- Location: Central Maryland, United States
- Nearest city: Columbia, Maryland
- Coordinates: 39°12′35″N 76°54′27″W﻿ / ﻿39.2096°N 76.9075°W
- Area: 1,021 acres (4.13 km^{2})
- Website: www.middlepatuxent.org

= Middle Patuxent Environmental Area =

Wildlife area in Howard County, Maryland

The Middle Patuxent Environmental Area (MPEA) is a 1021 acre wildlife area in Clarksville, Maryland and operated by the Howard County Department of Recreation and Parks. It is located next to the River Hill village in the town of Columbia, Maryland, in the United States. The MPEA was created in 1996 for educational, research, and recreational purposes.

==History==
The Middle Patuxent River had become silt clogged from farm runoff killing off some fish species habitat. By the 1980s construction activity for the planned community of Columbia caused water quality to reach its lowest levels. In 1991, The Rouse Company proposed the sale of the environmentally sensitive undeveloped land valued at $1.9 million to a Rouse managed trust paid for by Howard County for $2.2 Million. In 1993, students raised $16,000 to save the 1864 Pfieffers Corner schoolhouse from demolition on its 5 acre Elkridge site. The County Planning director Joseph Rutter, pushed for a rapid purchase of the Rouse property to allow for the school to be relocated to the new MPEA. After the property was purchased, the county choose a separate site in Elkridge for the school relocation.

In 1996, Program Open Space grant money was used to purchase 1021 acre of land from the Rouse related developer of Columbia, Howard Research and Development.
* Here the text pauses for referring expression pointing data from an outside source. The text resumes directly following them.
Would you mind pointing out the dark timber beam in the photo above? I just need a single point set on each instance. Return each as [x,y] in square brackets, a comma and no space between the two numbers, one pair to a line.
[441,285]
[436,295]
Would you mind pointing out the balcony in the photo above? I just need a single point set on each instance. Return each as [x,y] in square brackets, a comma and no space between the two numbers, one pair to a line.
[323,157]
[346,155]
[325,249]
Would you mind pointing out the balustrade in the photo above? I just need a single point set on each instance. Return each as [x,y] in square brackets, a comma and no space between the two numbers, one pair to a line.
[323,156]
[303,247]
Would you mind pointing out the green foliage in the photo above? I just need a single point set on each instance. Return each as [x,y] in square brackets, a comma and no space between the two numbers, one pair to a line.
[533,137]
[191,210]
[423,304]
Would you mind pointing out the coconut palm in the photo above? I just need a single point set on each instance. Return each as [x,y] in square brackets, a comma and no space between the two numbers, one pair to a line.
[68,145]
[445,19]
After the sale, HRD was still able to count the acreage towards its Columbia open space requirements. $1.76 million was donated by HRD to form the Middle Patuxent Environmental Foundation to manage the park.
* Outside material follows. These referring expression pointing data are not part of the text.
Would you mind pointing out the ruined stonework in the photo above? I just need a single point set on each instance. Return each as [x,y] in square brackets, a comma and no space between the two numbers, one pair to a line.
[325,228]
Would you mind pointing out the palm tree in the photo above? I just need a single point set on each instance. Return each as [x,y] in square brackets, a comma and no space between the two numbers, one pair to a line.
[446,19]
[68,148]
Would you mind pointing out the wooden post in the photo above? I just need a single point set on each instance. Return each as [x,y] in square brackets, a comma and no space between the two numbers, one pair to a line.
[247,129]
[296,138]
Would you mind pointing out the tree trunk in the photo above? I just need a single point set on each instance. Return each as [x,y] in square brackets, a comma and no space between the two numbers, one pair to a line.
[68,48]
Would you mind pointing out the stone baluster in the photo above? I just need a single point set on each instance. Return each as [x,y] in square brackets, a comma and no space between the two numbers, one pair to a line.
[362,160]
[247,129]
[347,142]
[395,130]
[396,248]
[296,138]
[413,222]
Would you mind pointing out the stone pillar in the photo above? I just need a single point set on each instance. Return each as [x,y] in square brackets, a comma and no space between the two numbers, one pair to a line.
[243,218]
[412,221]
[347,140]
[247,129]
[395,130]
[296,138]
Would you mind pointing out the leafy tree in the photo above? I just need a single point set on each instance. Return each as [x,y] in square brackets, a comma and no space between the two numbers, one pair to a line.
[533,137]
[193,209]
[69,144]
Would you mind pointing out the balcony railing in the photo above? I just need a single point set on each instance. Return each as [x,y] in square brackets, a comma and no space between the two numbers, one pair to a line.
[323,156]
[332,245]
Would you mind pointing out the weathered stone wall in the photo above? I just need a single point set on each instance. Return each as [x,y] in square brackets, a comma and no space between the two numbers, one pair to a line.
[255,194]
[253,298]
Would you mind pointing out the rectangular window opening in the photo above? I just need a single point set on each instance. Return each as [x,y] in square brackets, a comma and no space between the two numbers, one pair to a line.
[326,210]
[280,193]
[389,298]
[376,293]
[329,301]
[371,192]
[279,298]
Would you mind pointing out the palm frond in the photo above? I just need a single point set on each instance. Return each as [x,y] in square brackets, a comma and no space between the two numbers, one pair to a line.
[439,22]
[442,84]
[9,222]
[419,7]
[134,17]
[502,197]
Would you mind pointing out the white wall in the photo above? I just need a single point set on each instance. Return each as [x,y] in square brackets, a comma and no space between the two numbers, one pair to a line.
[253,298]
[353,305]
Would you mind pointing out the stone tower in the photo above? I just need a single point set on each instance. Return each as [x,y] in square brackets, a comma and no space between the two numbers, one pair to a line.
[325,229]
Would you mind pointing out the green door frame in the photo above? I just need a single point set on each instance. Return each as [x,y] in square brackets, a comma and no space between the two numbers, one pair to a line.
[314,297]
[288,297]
In 1999, The Columbia development arm of the Rouse company, Howard Research and Development sold 31 acres or the environmental area to the adjacent W.R. Grace company. In 2014, an adjoining W.R Grace 69 acre parcel zoned planned employment center was combined using a new "community enhancement floating" district overlay developed by the Howard County Department of Planning and Zoning to convert the commercially zoned property into a 180-unit residential development occupying a portion of the original environmental area. The planning board unanimously approved the project which resides in a school district requiring the highest amount of portable classrooms in the county to mitigate overcrowding. Council member Mary Kay Sigaty was quoted saying "The Community Enhanced Floating District" has given the public access to one of the treasures we do have in the county".

In 2007, a study determined that the Patuxent River was "fair to poor biological conditions and only partial support of habitat conditions" from runoff related to development in the Hobbit's Glen area. The Middle Patuxent Environmental Foundation was formed to study the issue in 2015 with a $38,000 Watershed Assistance Grant Program.

The MPEA is home to over 40 species of mammals, and numerous amphibians, reptiles, fishes, butterflies, plants and other wildlife. The MPEA has 5.4 mi of hiking trails including the 2.4 mi Wildlife Loop Trail and the 2.3 mi South Wind Trail. Both trails pass along the Middle Patuxent River.